Member of Parliament of Norway
- In office 1981–1993
- Constituency: Telemark

Personal details
- Born: 9 February 1934 Brandbu, Norway
- Died: 17 March 2022 (aged 88) Oslo, Norway
- Party: Norwegian Labour Party

= Ingeborg Botnen =

Norwegian politician (1934–2022)

Ingeborg Botnen (9 February 1934 – 17 March 2022) was a Norwegian politician for the Norwegian Labour Party. She was a member of the Parliament of Norway from 1981 to 1993, representing Telemark.

==Political career==
===Local politics===
Botnen was elected member of the municipal council in Tinn Municipality from 1963 to 1983, and from 1995 to 1999.

===Parliament===
She was elected representative to the Storting from the constituency of Telemark for three periods. During the first period, from 1981 to 1985, she was a member of Kommunal- og miljøvernkomiteen.
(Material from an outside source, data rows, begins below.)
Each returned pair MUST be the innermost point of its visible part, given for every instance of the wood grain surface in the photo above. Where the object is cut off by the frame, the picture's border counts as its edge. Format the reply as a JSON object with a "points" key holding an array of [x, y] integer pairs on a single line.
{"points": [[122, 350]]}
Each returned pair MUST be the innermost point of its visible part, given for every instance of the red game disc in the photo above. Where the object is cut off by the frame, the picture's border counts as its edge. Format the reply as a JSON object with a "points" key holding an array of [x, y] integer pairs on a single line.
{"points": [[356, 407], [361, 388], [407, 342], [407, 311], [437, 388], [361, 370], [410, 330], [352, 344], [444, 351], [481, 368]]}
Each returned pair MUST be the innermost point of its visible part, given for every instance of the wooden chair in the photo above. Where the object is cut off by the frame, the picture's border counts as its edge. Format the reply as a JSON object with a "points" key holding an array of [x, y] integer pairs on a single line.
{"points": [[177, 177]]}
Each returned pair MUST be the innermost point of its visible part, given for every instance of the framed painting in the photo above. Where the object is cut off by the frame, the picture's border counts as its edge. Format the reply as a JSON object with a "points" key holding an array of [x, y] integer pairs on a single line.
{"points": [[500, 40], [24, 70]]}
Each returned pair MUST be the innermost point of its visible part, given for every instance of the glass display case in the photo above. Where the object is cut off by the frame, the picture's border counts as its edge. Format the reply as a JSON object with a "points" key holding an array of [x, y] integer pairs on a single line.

During her second period, she was a member of the Standing Committee on Transport and Communications from 1985 to 1986, and of the Standing Committee on Foreign Affairs and Defence from 1986 to 1989. During her third period at the Storting, from 1989 to 1993, she was a member of the Standing Committee on Education, Research and Church Affairs, and of the Standing Committee on Scrutiny and Constitutional Affairs from 1992 to 1993.
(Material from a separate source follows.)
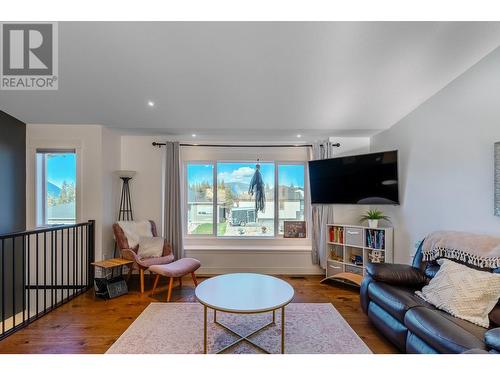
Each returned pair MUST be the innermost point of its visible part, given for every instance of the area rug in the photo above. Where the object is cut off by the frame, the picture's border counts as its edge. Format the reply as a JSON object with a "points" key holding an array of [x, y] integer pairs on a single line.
{"points": [[177, 328]]}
==Administrative positions==
Botnen was a board member of The Norwegian Writers' Center from 1972 to 1980. She was board member of the film production company Norsk Film from 1980 to 1981, board member of the Norwegian Association of Local and Regional Authorities from 1980 to 1984, and board member of the Norwegian Labour Movement Archives and Library from 1982. She was board member of the Norwegian Industrial Workers Museum from 1996 to 2000.

==Personal life==
Botnen was born in Brandbu on 9 February 1934, a daughter of Kristen Stenbråten and Kari Løvbrøtte. She was educated as librarian, and managed the public library in Rjukan from 1972 to 2003.

She died on 17 March 2022, at the age of 88.